Jets’ Quinnen Williams looks to get on track after slow start

Jets’ Quinnen Williams looks to get on track after slow start

Quinnen Williams admittedly hasn’t been a dominant force in the middle of the Jets’ defensive line during their first two games of the season after he missed much of training camp following foot surgery.

The Jets actually are ranked ninth in the NFL in defensive yardage allowed entering Sunday’s game in Denver against the unbeaten Broncos, but Williams — their stud defensive tackle — totaled just five tackles (two solo) and recorded zero sacks in their losses to the Panthers and the Patriots.

“You can only get football instincts by playing football.

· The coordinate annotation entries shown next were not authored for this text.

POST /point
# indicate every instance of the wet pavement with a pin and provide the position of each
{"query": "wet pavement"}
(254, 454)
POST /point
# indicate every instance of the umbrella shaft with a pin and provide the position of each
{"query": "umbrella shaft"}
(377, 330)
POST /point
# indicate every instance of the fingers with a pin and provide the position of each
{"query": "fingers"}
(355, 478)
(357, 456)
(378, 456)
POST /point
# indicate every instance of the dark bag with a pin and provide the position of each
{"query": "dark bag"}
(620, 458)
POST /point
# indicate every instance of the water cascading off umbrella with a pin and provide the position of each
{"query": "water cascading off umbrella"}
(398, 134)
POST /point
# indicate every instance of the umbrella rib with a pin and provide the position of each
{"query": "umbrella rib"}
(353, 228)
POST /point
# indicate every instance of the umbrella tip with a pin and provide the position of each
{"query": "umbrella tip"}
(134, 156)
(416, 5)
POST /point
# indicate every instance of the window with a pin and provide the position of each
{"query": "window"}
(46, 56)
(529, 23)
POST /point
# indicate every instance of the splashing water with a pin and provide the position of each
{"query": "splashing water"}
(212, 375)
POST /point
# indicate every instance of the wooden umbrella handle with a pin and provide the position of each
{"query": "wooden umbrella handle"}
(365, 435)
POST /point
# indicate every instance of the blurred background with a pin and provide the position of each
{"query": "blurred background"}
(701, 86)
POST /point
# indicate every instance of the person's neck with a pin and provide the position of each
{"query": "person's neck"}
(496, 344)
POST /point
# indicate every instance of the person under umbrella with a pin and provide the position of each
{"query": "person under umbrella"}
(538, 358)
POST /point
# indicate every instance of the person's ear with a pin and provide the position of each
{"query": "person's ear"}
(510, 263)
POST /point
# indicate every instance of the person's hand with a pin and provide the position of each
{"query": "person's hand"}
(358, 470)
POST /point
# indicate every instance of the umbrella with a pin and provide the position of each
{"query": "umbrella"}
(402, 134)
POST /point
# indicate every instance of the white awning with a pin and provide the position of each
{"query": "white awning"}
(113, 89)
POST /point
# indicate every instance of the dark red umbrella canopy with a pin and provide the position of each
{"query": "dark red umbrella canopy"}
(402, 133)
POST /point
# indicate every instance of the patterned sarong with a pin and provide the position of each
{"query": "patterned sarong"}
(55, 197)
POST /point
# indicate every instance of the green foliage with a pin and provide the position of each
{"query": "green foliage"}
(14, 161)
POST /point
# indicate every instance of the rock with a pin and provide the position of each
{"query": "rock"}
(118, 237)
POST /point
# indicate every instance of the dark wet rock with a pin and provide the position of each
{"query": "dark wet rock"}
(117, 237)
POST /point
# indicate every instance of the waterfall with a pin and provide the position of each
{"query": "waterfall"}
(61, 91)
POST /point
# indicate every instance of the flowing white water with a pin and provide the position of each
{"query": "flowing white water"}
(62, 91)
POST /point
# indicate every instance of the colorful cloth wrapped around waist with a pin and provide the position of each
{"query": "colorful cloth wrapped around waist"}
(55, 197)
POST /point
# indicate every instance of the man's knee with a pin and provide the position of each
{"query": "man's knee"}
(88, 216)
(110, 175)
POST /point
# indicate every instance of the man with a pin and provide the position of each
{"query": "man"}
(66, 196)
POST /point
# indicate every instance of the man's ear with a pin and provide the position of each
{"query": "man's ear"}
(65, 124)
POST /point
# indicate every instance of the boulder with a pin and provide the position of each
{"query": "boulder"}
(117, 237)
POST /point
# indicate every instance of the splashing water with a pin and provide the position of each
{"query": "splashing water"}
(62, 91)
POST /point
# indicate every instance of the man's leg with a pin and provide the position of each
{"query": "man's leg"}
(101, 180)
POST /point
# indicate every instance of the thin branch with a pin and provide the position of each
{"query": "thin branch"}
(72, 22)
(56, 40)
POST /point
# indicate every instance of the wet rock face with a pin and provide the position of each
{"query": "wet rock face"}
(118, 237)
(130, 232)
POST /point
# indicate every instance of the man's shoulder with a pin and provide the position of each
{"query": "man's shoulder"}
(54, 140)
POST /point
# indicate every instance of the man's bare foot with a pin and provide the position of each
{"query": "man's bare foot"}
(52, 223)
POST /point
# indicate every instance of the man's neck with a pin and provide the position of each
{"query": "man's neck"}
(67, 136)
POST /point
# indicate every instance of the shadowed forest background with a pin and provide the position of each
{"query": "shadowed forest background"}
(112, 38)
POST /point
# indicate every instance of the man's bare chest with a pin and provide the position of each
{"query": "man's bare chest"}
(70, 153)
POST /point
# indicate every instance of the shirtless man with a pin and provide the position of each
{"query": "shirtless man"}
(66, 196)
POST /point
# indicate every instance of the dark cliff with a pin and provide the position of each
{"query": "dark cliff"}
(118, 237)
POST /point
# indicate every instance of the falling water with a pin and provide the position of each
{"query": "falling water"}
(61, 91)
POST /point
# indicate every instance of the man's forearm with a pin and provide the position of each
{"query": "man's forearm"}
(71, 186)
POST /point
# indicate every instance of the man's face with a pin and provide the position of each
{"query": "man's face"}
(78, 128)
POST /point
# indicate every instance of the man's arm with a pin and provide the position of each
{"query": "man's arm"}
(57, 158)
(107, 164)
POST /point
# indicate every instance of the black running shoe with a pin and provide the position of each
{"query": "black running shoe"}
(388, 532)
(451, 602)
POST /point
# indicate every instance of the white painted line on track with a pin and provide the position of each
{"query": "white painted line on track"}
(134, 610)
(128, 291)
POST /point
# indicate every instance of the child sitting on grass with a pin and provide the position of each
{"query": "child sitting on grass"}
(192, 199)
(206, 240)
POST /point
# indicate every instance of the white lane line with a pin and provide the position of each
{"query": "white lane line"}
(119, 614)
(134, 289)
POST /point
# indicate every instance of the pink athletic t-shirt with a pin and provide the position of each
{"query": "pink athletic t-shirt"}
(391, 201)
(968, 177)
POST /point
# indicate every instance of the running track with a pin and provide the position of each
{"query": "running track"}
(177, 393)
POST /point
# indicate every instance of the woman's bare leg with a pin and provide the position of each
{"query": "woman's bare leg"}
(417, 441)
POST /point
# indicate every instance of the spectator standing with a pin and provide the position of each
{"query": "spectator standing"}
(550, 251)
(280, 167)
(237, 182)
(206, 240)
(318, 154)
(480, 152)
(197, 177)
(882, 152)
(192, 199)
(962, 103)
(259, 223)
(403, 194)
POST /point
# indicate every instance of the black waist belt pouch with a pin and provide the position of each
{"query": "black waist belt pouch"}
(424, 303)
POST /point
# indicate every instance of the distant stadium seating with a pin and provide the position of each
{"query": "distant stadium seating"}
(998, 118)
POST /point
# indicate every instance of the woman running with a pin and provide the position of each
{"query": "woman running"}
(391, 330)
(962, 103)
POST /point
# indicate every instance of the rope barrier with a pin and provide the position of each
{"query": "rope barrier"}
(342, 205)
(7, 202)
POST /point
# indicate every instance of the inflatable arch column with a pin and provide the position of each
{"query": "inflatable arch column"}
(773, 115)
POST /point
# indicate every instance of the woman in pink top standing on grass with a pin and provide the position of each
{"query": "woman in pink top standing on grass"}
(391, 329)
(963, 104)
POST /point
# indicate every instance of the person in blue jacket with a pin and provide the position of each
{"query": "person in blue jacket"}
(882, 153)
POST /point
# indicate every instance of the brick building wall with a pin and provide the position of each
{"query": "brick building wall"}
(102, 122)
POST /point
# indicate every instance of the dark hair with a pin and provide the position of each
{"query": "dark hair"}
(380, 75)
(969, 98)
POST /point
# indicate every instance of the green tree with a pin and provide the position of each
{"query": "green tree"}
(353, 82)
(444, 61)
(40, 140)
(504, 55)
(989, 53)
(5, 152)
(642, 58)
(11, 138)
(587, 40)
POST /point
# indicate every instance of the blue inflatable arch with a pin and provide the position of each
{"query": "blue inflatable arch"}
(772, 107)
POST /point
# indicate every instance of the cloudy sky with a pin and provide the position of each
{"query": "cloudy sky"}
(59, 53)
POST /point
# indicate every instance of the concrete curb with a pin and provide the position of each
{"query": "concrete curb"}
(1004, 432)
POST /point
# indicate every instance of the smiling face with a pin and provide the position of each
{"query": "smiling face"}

By me not playing football, I was catching up with instincts in-game,” Williams said after practice Thursday in Florham Park. “Definitely the first game [against Carolina], I felt like I had to knock off a lot of rust when it came down to just intuition, instincts and just quick-twitch type stuff that when I see [something], I can react to it.

“But I feel good now, I feel great on the field now, and when it comes down to preparing and going into this next game.”

Quinnen WilliamsQuinnen WilliamsAP

The third-year defensive tackle missed OTAs and was sidelined until late in training camp following surgery in May to repair a broken foot.

Williams, the No. 3-overall pick in the 2019 draft, acknowledged losing about 10 pounds in an attempt to speed up his return. But he didn’t rejoin the Jets in practice until the latter part of August and didn’t appear in any preseason games.

“Honestly, I knew I wasn’t going to be in camp, wasn’t going to be in OTAs, so I knew I had basically a challenge ahead of me, that I was going to be behind when it came down to game-shape, things like that,” Williams said. “Even when the guys were at practice, I just did a lot of extra stuff on the side, so when the games started I would be able to perform well and knock off the small rust stuff, so conditioning and being overweight wouldn’t be a problem.”

Defensive coordinator Jeff Ulbrich believes the 23-year-old Williams has shown “consistent progress” since the season opener. It sounds like the coaching staff is expecting a marked improvement from the team’s 2020 sack leader (seven) Sunday in Denver.

“It is brutal for anybody to miss as much time as he did and then just get thrown into the action. Was there some rust? Yeah, and he would admit to that. But you see all the special stuff, it’s there,” Ulbrich said. “The more he plays, the more you start to see it. He will consistently get better.

“He’s starting to feel like himself a little bit more. I’m starting to see his energy, and his confidence, and his swagger, that little gleam in his eye that he has. I’m excited about him going forward. He’s going to be exactly the player we think he is.”

One aspect of the new season that has excited Williams has been the Jets’ addition of his older brother, linebacker Quincy Williams, who registered five tackles against New England in his team debut after being claimed off waivers from Jacksonville.

“It’s super fun, man, to get to play with my brother,” Quinnen Williams said. “Grew up with him, I know everything he can do, he knows everything I can do. The expectations since we were little kids, same expectations now. So we hold each other accountable just like everybody else on the team.”

Quincy Williams is currently staying with Quinnen, who said their status as NFL teammates probably is a bigger deal to the rest of the family than it is to the siblings.

“Everybody feels like my brother on the football field. Off the field, of course, when we see each other at home, it’s different,” Quinnen Williams said. “I think me and him, we downplay it, because we are so focused on winning and doing our jobs and so focused on making plays on the field that honestly we don’t look at it or have time to say ‘Bro, we’re on the same team.’

“We’re on the same losing team, you know what I’m saying? We’re on the same team getting our ass whooped, so we don’t really look at it like that. We look at it like, ‘we got stuff to do, bro.’ We [have] plays to be made. We got to go out and dominate our box every single down.”